I started off selling watches in rural India to dealers and distributors, dipping my toes into the B2B world right then, where conversations were driven not by the elegance or accuracy of a watch but rather the margin and popularity of a particular model.

I then moved to advertising and worked on the world’s largest tech B2B brands in campaigns that covered dozens of markets in Asia-Pacific.

Note: Follow Anu on Twitter (@anu_ramani).

I entered PR, where I stayed for over a decade, moving from Hong Kong to the UK to Lagos (in Nigeria) in the process. Gradually, I became convinced that as far as tech B2B marketing was concerned, sales enablement and differentiation would be best delivered through content marketing.

I took the plunge, started my own business, and here I stand!

What’s a best practice that B2B marketers should move on from?

Viewing B2B marketing, especially tech B2B marketing, as something totally unique or distinct from B2C marketing.

In recent months, we are seeing these conventional, single-format campaigns gradually being replaced with multi-format campaigns incorporating B2C elements. Stuff like shorter form factors, graphics and multimedia, that allow auditory, visual, kinesthetic and other types of content that’s tailored to users’ needs, and appeals not just to the rational but also the emotional.

Note: Read a related post on the Isoline Communications blog, “B2B and B2C: A True Tech Content Marketing Love Story?

Tell us a best practice of tomorrow that B2B marketers should be doing today?


B2B marketers and especially those within the tech vertical, need to take each target customer on an individual content path that is tailored to their stage in the purchase process, and their own velocity of progress through this process.

The technology exists to do this effectively, all it takes is a little bit of planning and handholding through the early stages of the process.

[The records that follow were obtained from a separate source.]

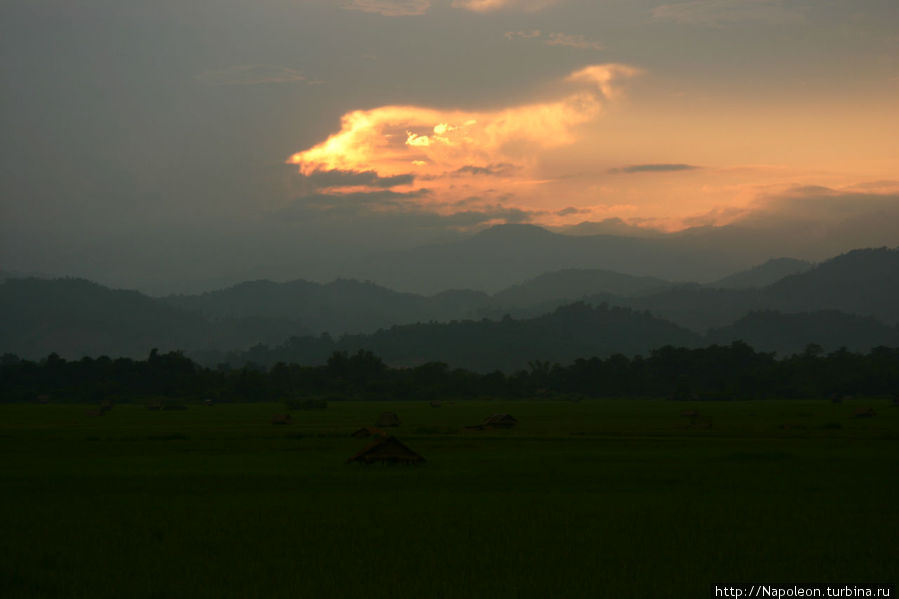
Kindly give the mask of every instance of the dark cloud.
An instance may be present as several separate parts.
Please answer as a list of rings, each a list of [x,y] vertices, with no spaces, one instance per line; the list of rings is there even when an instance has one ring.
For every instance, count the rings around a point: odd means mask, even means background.
[[[620,168],[609,169],[610,173],[669,173],[675,171],[692,171],[702,167],[692,164],[631,164]]]
[[[641,223],[635,218],[625,222],[618,217],[601,221],[585,221],[576,225],[556,227],[554,229],[566,235],[622,235],[627,237],[660,237],[665,233],[652,228],[652,223]]]
[[[473,166],[466,165],[453,171],[453,174],[459,175],[505,175],[514,169],[514,166],[507,163],[491,164],[490,166]]]
[[[383,189],[379,191],[358,191],[351,193],[310,193],[297,197],[279,216],[309,215],[318,213],[356,214],[368,209],[398,209],[410,200],[416,200],[430,193],[428,189],[417,189],[406,193]]]
[[[574,206],[569,206],[568,208],[562,208],[558,212],[556,212],[557,216],[570,216],[572,214],[589,214],[590,211],[583,208],[575,208]]]
[[[285,209],[274,214],[277,219],[320,220],[331,222],[390,221],[394,226],[415,226],[444,229],[470,229],[482,224],[528,223],[544,214],[510,208],[501,204],[472,206],[457,209],[459,203],[441,206],[422,205],[417,200],[428,196],[430,190],[418,189],[400,193],[389,189],[353,193],[310,193],[300,196]],[[441,214],[440,208],[454,208]]]
[[[482,210],[463,210],[449,215],[434,215],[439,218],[439,222],[449,227],[473,227],[476,225],[501,221],[507,224],[521,224],[531,222],[535,212],[520,210],[518,208],[508,208],[505,206],[494,206]]]
[[[303,175],[301,175],[303,176]],[[315,171],[310,175],[304,175],[304,180],[314,189],[328,187],[379,187],[389,188],[396,185],[410,185],[415,180],[415,175],[395,175],[393,177],[381,177],[375,171]]]
[[[896,224],[899,231],[899,185],[892,189],[885,182],[870,184],[877,192],[862,191],[868,185],[860,184],[848,189],[833,189],[816,185],[794,187],[781,193],[760,198],[756,209],[747,214],[747,223],[777,219],[816,220],[838,223],[847,220],[870,220],[872,226],[878,219],[881,224]],[[876,227],[875,228],[879,228]]]

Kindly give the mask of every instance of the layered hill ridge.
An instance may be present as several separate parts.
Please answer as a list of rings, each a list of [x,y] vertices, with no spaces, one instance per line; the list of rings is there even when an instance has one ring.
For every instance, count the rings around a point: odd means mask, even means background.
[[[772,258],[764,264],[759,264],[758,266],[753,266],[747,270],[728,275],[723,279],[709,283],[707,286],[719,289],[751,289],[767,287],[784,277],[802,274],[813,267],[814,264],[805,260],[797,260],[795,258]]]
[[[530,233],[517,229],[515,234]],[[532,320],[575,301],[650,312],[694,335],[709,331],[709,340],[721,342],[727,337],[756,339],[752,336],[756,322],[755,332],[769,331],[764,339],[758,337],[759,347],[781,352],[807,343],[863,348],[890,342],[891,325],[899,322],[899,250],[854,250],[768,286],[749,289],[672,283],[595,268],[546,273],[493,296],[472,290],[423,296],[340,279],[329,284],[251,281],[199,295],[152,298],[77,279],[8,279],[0,283],[4,315],[0,353],[31,358],[51,352],[76,358],[142,357],[152,347],[221,353],[260,343],[277,346],[290,336],[324,332],[356,335],[361,342],[359,334],[396,325],[467,320],[474,325],[466,326],[489,327],[485,318],[503,322],[509,320],[504,319],[507,315],[515,321]],[[762,326],[758,314],[772,311],[794,324],[779,325],[781,321],[772,317]],[[837,317],[834,312],[868,320]],[[756,320],[746,321],[751,313],[756,313],[752,316]],[[800,326],[802,318],[806,324]],[[778,339],[774,333],[790,327],[789,339]],[[815,327],[842,332],[812,335]],[[683,340],[668,332],[671,340],[659,337],[660,343]],[[439,346],[442,329],[431,333],[437,335],[433,343]],[[633,339],[622,329],[613,341],[625,351]],[[414,336],[408,342],[425,343]]]

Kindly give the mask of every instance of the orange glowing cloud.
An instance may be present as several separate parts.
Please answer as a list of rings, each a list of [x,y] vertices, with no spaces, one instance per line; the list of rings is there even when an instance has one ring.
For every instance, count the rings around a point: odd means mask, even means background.
[[[517,8],[533,12],[552,6],[558,0],[453,0],[452,6],[475,12],[489,12],[501,8]]]
[[[543,153],[577,141],[580,127],[620,96],[620,82],[638,73],[620,64],[589,66],[565,78],[554,100],[500,110],[356,110],[343,116],[339,132],[288,162],[306,177],[330,171],[412,174],[430,190],[416,201],[435,208],[472,196],[494,203],[526,199],[541,184],[536,166]],[[411,181],[397,187],[412,189]]]

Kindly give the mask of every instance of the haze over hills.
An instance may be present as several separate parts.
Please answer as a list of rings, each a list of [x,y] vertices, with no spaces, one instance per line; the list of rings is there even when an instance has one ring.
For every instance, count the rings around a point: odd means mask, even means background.
[[[806,272],[814,266],[811,262],[795,258],[772,258],[764,264],[753,266],[723,279],[708,283],[707,287],[719,289],[750,289],[766,287],[790,275]]]
[[[347,267],[347,272],[391,289],[425,294],[465,288],[496,293],[564,269],[601,269],[669,281],[711,283],[760,265],[772,256],[825,260],[834,255],[834,240],[845,241],[842,247],[863,247],[861,243],[848,245],[863,239],[854,229],[842,233],[822,230],[810,237],[796,234],[795,227],[801,225],[696,227],[678,233],[634,236],[568,235],[534,225],[499,225],[449,243],[376,253]],[[780,272],[785,275],[799,270],[791,270],[790,264],[763,265],[754,275],[741,278],[750,277],[754,286],[770,284]],[[784,270],[779,271],[781,268]],[[724,284],[733,286],[726,281]]]
[[[146,357],[162,351],[231,349],[308,333],[285,318],[206,319],[137,291],[83,279],[9,279],[0,283],[0,353],[42,358]]]
[[[709,252],[674,236],[562,235],[534,225],[500,225],[452,243],[371,256],[357,268],[382,285],[417,293],[446,288],[496,293],[563,269],[602,269],[674,280],[710,280],[757,260]]]
[[[766,270],[770,268],[756,273]],[[856,250],[766,287],[748,289],[674,284],[597,269],[546,273],[493,296],[470,290],[422,296],[370,282],[338,280],[327,285],[252,281],[200,295],[151,298],[83,280],[10,279],[0,284],[0,310],[5,316],[0,352],[30,358],[51,352],[76,358],[85,354],[140,357],[151,347],[224,352],[324,332],[365,334],[422,322],[501,321],[506,315],[532,320],[579,300],[650,312],[695,334],[715,329],[709,333],[709,339],[715,340],[755,338],[747,322],[775,323],[760,325],[759,331],[773,330],[780,322],[771,318],[763,322],[758,315],[746,321],[751,312],[778,311],[783,318],[792,318],[789,313],[821,312],[812,320],[806,318],[805,325],[794,319],[790,326],[795,334],[788,335],[789,340],[778,341],[773,333],[765,333],[766,347],[792,351],[822,341],[826,342],[822,345],[839,346],[840,339],[842,345],[861,347],[890,339],[891,333],[878,327],[899,322],[899,250]],[[833,311],[881,322],[841,320]],[[832,328],[834,334],[816,341],[811,335],[814,326],[808,323]],[[637,341],[615,342],[623,351]],[[410,338],[409,342],[421,340]],[[677,342],[677,337],[671,342]]]
[[[627,308],[578,303],[532,319],[453,321],[391,327],[339,340],[294,337],[275,348],[256,347],[222,356],[198,354],[207,363],[323,364],[334,351],[371,351],[392,366],[445,362],[474,371],[512,371],[529,362],[572,362],[584,356],[647,353],[663,345],[693,347],[701,338],[670,322]]]
[[[443,362],[476,372],[527,369],[536,361],[570,364],[578,358],[647,355],[664,346],[700,347],[744,341],[781,356],[809,345],[832,352],[866,352],[899,345],[899,327],[870,317],[822,311],[753,312],[728,327],[699,335],[646,312],[607,304],[575,303],[534,318],[397,325],[369,335],[293,337],[283,344],[244,352],[197,352],[208,365],[226,362],[273,366],[278,362],[324,364],[335,351],[370,351],[394,367]]]
[[[486,294],[476,291],[445,291],[424,297],[347,279],[325,285],[302,280],[251,281],[199,295],[163,299],[206,318],[294,319],[314,333],[332,334],[463,318],[471,309],[489,301]]]
[[[696,331],[725,326],[753,310],[838,310],[899,322],[899,249],[853,250],[762,288],[680,286],[649,296],[588,298],[649,310]]]
[[[656,277],[635,277],[600,269],[565,269],[549,272],[512,285],[492,296],[502,307],[535,306],[554,300],[577,300],[598,292],[612,295],[642,295],[671,287],[674,283]]]
[[[841,347],[868,351],[877,346],[899,346],[899,326],[835,310],[798,314],[766,310],[750,312],[733,324],[712,329],[706,339],[718,344],[739,339],[757,351],[780,355],[799,353],[810,344],[820,345],[822,351]]]

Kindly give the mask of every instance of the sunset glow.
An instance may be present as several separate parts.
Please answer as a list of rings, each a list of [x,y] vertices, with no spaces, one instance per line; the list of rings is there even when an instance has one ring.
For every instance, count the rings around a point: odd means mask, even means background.
[[[741,267],[895,243],[899,2],[213,4],[0,3],[2,270],[324,280],[502,224],[751,229]]]
[[[565,78],[566,95],[555,101],[496,111],[418,106],[354,111],[343,116],[338,133],[289,162],[306,176],[321,171],[374,171],[382,178],[413,174],[414,184],[396,187],[427,187],[430,193],[415,201],[434,209],[446,210],[462,199],[466,208],[504,201],[547,212],[542,220],[557,222],[558,215],[539,201],[539,190],[548,182],[539,172],[542,158],[581,139],[581,127],[598,119],[626,80],[639,73],[619,64],[585,67]]]

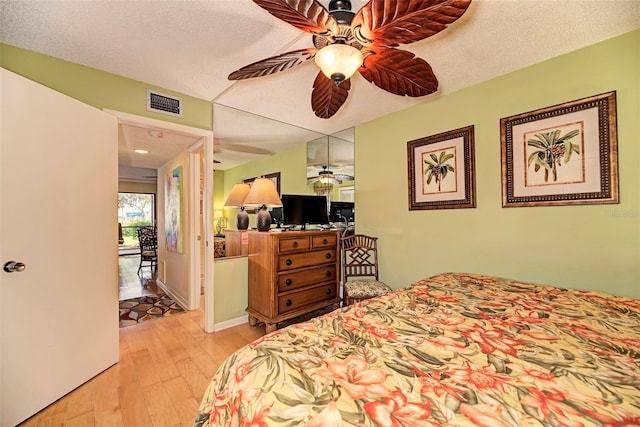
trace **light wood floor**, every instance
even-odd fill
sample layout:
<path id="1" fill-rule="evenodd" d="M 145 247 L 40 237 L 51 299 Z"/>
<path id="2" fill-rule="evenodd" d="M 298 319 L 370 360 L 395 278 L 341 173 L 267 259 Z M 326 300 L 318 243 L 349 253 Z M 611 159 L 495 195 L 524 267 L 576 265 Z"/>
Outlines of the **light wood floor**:
<path id="1" fill-rule="evenodd" d="M 151 268 L 145 264 L 138 274 L 139 266 L 139 254 L 118 257 L 118 299 L 120 301 L 153 294 L 144 286 L 153 278 Z"/>
<path id="2" fill-rule="evenodd" d="M 192 426 L 217 367 L 265 333 L 244 324 L 206 334 L 202 325 L 200 309 L 120 328 L 119 363 L 21 426 Z"/>

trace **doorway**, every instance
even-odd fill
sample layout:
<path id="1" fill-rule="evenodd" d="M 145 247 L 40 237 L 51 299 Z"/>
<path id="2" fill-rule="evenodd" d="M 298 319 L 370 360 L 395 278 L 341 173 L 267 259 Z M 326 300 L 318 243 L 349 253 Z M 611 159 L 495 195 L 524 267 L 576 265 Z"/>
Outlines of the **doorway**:
<path id="1" fill-rule="evenodd" d="M 118 255 L 140 252 L 138 227 L 156 225 L 155 193 L 118 193 Z"/>
<path id="2" fill-rule="evenodd" d="M 157 177 L 156 186 L 156 210 L 157 216 L 155 217 L 155 223 L 158 227 L 158 272 L 157 278 L 166 285 L 167 294 L 178 302 L 181 306 L 193 309 L 200 305 L 200 283 L 201 275 L 200 271 L 203 271 L 203 281 L 205 283 L 205 324 L 203 328 L 207 332 L 213 331 L 213 244 L 207 244 L 207 242 L 213 242 L 213 132 L 210 130 L 192 128 L 184 125 L 179 125 L 171 122 L 165 122 L 161 120 L 151 119 L 142 116 L 136 116 L 119 111 L 107 110 L 107 112 L 115 115 L 118 118 L 120 126 L 120 136 L 137 135 L 142 140 L 149 144 L 148 147 L 143 147 L 145 150 L 135 150 L 134 148 L 140 148 L 133 144 L 123 143 L 120 141 L 119 145 L 119 164 L 122 165 L 124 161 L 130 161 L 138 159 L 138 151 L 146 151 L 143 154 L 143 158 L 147 160 L 154 156 L 160 156 L 163 149 L 171 145 L 173 141 L 181 141 L 185 144 L 189 144 L 188 147 L 181 148 L 179 154 L 173 153 L 172 157 L 163 158 L 162 162 L 158 165 L 150 166 L 146 165 L 149 173 L 145 173 L 145 176 L 141 178 L 149 178 L 150 175 Z M 131 138 L 129 142 L 134 139 Z M 191 141 L 189 143 L 189 141 Z M 184 196 L 184 230 L 188 230 L 184 235 L 184 252 L 168 251 L 165 245 L 165 196 L 166 196 L 166 176 L 174 168 L 182 166 L 182 170 L 185 173 L 189 173 L 191 170 L 190 164 L 192 163 L 190 155 L 195 151 L 196 146 L 200 146 L 202 152 L 202 184 L 200 184 L 200 174 L 197 176 L 185 176 L 183 181 L 184 189 L 181 194 Z M 135 165 L 130 165 L 135 166 Z M 152 170 L 149 168 L 153 167 Z M 122 182 L 121 182 L 122 184 Z M 121 186 L 121 192 L 122 186 Z M 193 221 L 193 201 L 200 201 L 198 203 L 202 206 L 202 214 L 204 219 L 203 233 L 196 234 L 191 231 L 196 231 L 197 222 Z M 200 235 L 201 241 L 194 242 L 196 236 Z M 202 246 L 200 246 L 202 244 Z M 204 256 L 201 257 L 199 253 L 196 253 L 194 247 L 204 247 Z M 204 266 L 201 264 L 203 259 Z M 209 284 L 207 286 L 206 284 Z M 192 289 L 193 288 L 193 289 Z M 194 297 L 195 296 L 195 297 Z"/>

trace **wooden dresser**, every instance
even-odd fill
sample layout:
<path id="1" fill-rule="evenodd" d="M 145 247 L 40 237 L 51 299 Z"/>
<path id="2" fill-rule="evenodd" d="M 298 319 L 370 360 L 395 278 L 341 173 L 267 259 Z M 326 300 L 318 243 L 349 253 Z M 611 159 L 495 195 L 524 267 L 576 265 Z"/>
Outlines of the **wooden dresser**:
<path id="1" fill-rule="evenodd" d="M 339 304 L 339 231 L 255 232 L 249 237 L 249 324 Z"/>

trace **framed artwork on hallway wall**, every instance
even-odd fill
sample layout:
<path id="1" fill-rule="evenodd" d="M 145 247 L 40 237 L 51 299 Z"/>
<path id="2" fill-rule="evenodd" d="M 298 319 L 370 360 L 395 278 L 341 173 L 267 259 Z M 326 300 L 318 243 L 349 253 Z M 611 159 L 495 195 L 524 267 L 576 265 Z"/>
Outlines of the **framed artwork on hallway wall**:
<path id="1" fill-rule="evenodd" d="M 476 207 L 474 127 L 407 142 L 409 210 Z"/>
<path id="2" fill-rule="evenodd" d="M 182 215 L 182 166 L 178 166 L 166 176 L 164 204 L 165 244 L 167 251 L 184 253 Z"/>
<path id="3" fill-rule="evenodd" d="M 616 93 L 500 120 L 502 206 L 618 203 Z"/>

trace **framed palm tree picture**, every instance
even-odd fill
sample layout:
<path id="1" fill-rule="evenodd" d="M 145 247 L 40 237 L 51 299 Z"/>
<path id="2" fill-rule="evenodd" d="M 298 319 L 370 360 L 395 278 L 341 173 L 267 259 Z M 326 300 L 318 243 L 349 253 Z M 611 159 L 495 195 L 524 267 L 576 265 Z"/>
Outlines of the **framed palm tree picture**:
<path id="1" fill-rule="evenodd" d="M 475 208 L 473 125 L 407 142 L 409 210 Z"/>
<path id="2" fill-rule="evenodd" d="M 618 203 L 616 93 L 500 119 L 502 206 Z"/>

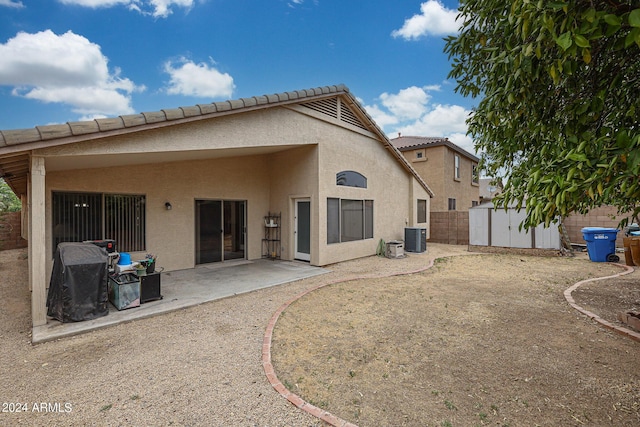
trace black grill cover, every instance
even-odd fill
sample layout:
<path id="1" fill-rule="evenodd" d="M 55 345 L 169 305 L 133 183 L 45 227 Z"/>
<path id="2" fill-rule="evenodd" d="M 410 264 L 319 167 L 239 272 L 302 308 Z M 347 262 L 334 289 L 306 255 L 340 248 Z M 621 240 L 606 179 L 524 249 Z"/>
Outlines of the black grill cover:
<path id="1" fill-rule="evenodd" d="M 79 322 L 109 314 L 107 251 L 91 243 L 60 243 L 53 260 L 47 315 Z"/>

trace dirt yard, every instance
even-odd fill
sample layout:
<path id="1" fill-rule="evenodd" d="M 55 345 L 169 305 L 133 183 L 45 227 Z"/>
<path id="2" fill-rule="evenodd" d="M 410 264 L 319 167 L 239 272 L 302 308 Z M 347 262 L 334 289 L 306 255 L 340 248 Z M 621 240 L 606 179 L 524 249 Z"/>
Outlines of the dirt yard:
<path id="1" fill-rule="evenodd" d="M 640 343 L 571 308 L 622 271 L 576 258 L 470 255 L 326 286 L 279 318 L 282 383 L 359 426 L 640 425 Z M 640 273 L 576 303 L 640 310 Z"/>
<path id="2" fill-rule="evenodd" d="M 270 318 L 317 286 L 435 258 L 423 273 L 329 285 L 291 305 L 274 331 L 280 380 L 361 427 L 640 425 L 640 343 L 563 297 L 620 268 L 437 244 L 35 346 L 26 251 L 0 251 L 0 425 L 321 426 L 267 381 Z M 615 322 L 640 309 L 639 283 L 634 272 L 573 296 Z"/>

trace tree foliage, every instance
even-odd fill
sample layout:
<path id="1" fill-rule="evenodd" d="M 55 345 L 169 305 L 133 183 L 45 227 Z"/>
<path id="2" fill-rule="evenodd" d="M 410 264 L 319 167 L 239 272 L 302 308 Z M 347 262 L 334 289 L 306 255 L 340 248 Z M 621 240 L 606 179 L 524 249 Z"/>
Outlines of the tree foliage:
<path id="1" fill-rule="evenodd" d="M 522 226 L 601 205 L 640 211 L 638 0 L 463 0 L 447 38 L 469 134 Z"/>
<path id="2" fill-rule="evenodd" d="M 21 208 L 20 199 L 13 194 L 4 179 L 0 179 L 0 212 L 17 212 Z"/>

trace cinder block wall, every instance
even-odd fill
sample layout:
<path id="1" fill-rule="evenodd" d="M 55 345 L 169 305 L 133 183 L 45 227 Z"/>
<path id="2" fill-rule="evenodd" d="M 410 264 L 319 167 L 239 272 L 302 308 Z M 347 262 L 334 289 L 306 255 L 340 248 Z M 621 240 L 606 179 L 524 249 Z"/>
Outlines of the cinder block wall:
<path id="1" fill-rule="evenodd" d="M 469 244 L 469 212 L 431 212 L 429 241 L 449 245 Z"/>
<path id="2" fill-rule="evenodd" d="M 584 227 L 606 227 L 606 228 L 618 228 L 618 223 L 623 216 L 616 216 L 618 210 L 613 206 L 603 206 L 600 208 L 592 209 L 587 215 L 571 215 L 564 220 L 564 226 L 569 234 L 571 243 L 586 244 L 582 238 L 582 229 Z M 615 217 L 615 219 L 613 219 Z M 618 231 L 616 238 L 616 246 L 622 247 L 622 238 L 624 233 Z"/>
<path id="3" fill-rule="evenodd" d="M 26 248 L 27 241 L 20 237 L 21 212 L 0 213 L 0 250 Z"/>

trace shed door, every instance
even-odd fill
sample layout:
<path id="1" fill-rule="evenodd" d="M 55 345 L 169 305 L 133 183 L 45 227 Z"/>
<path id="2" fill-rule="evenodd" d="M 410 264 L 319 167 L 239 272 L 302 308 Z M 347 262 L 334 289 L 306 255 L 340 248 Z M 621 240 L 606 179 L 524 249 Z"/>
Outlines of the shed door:
<path id="1" fill-rule="evenodd" d="M 511 246 L 511 224 L 509 211 L 491 210 L 491 246 L 508 248 Z"/>
<path id="2" fill-rule="evenodd" d="M 489 245 L 489 209 L 469 209 L 469 244 Z"/>
<path id="3" fill-rule="evenodd" d="M 531 233 L 528 229 L 518 231 L 520 223 L 527 217 L 527 212 L 524 209 L 516 211 L 515 209 L 509 209 L 509 223 L 511 225 L 511 247 L 512 248 L 531 248 Z"/>
<path id="4" fill-rule="evenodd" d="M 531 248 L 529 230 L 519 231 L 520 223 L 527 214 L 524 209 L 491 210 L 491 246 L 503 248 Z"/>

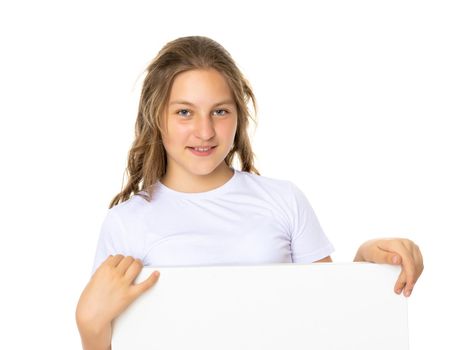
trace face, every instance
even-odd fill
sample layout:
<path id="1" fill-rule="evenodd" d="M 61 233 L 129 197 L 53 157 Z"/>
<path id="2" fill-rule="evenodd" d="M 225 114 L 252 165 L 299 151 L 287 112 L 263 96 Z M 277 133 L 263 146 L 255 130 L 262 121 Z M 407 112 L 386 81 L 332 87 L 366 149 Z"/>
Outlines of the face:
<path id="1" fill-rule="evenodd" d="M 237 109 L 225 78 L 214 69 L 178 74 L 167 105 L 167 176 L 188 180 L 228 168 L 224 162 L 237 129 Z M 194 148 L 209 147 L 207 152 Z"/>

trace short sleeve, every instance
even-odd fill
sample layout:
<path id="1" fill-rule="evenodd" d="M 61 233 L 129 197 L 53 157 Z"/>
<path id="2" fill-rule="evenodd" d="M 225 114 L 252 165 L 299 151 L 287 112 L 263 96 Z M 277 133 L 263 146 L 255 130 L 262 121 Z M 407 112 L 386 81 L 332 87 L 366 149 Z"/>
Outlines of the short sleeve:
<path id="1" fill-rule="evenodd" d="M 294 263 L 312 263 L 334 251 L 304 193 L 292 182 L 291 250 Z"/>
<path id="2" fill-rule="evenodd" d="M 109 255 L 123 254 L 120 244 L 122 236 L 122 225 L 115 213 L 109 210 L 101 225 L 92 274 Z"/>

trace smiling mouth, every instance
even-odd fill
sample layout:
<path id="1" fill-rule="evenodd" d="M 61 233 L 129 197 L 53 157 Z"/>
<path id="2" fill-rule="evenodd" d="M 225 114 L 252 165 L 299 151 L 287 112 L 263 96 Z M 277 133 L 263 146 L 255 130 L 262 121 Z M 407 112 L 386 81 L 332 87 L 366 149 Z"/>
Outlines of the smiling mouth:
<path id="1" fill-rule="evenodd" d="M 217 146 L 214 146 L 214 147 L 205 147 L 205 148 L 198 148 L 198 147 L 188 147 L 190 149 L 190 151 L 197 155 L 197 156 L 209 156 L 211 155 L 213 152 L 214 152 L 214 149 L 216 148 Z"/>
<path id="2" fill-rule="evenodd" d="M 198 151 L 209 151 L 211 149 L 214 149 L 216 148 L 217 146 L 210 146 L 210 147 L 188 147 L 188 148 L 191 148 L 191 149 L 195 149 L 195 150 L 198 150 Z"/>

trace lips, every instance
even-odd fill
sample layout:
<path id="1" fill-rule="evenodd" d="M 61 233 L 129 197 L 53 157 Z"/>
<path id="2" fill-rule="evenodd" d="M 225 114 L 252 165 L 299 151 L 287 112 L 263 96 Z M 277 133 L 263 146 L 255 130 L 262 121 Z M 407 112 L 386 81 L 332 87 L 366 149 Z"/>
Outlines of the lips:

How has GDPR affected your clients?

“GDPR hasn’t really affected responsible marketers adversely.”

This might be a controversial stance to take but, in my opinion, GDPR hasn’t really affected responsible marketers adversely. In fact, it has made their jobs easier by weeding out those who were engaging in lazy marketing practices.

Companies are having to work harder than ever to ensure that their audiences have a legitimate interest in the content, and to make it easy for target audiences to opt out of communications and databases that they believe aren’t right for them.

You work with clients in the telecom industry. Tell us about that?

The bewildering pace of technological change is the biggest challenge facing telecoms B2B marketers and their target audiences.

From IoT to cloud communications to blockchain to the fast-paced world of fraud, the fields are changing faster than audiences can adapt to them. Hence, Marketing is having to evolve to educate and differentiate in an accessible, non-geeky way.

To do this, clients are having to make the leap into an outside-in approach to storytelling. While this might sound simple, it often involves a huge upheaval in organisational behavior.

How are PR and content marketing similar? How are they different?

Both PR and content marketing aim to inform and educate target audiences about the differentiators associated with a particular solution or technology, but content marketing is more effective in a sales enablement scenario.

What’s the future of B2B marketing?

“We’re going to see a greater role being played by social media, with social ambassadors and advocates becoming more active across categories.”

B2B marketing will become more and more sophisticated, incorporating various new types of targeting and personalization technologies to deliver incredibly sophisticated, relevant campaigns on an almost 1:1 basis.

Measurement and results evaluation will improve in sophistication, and more savvy marketers will invest in them to ensure continuous fine tuning and improvement. And we’re going to see a greater role being played by social media, with social ambassadors and advocates becoming more active across categories.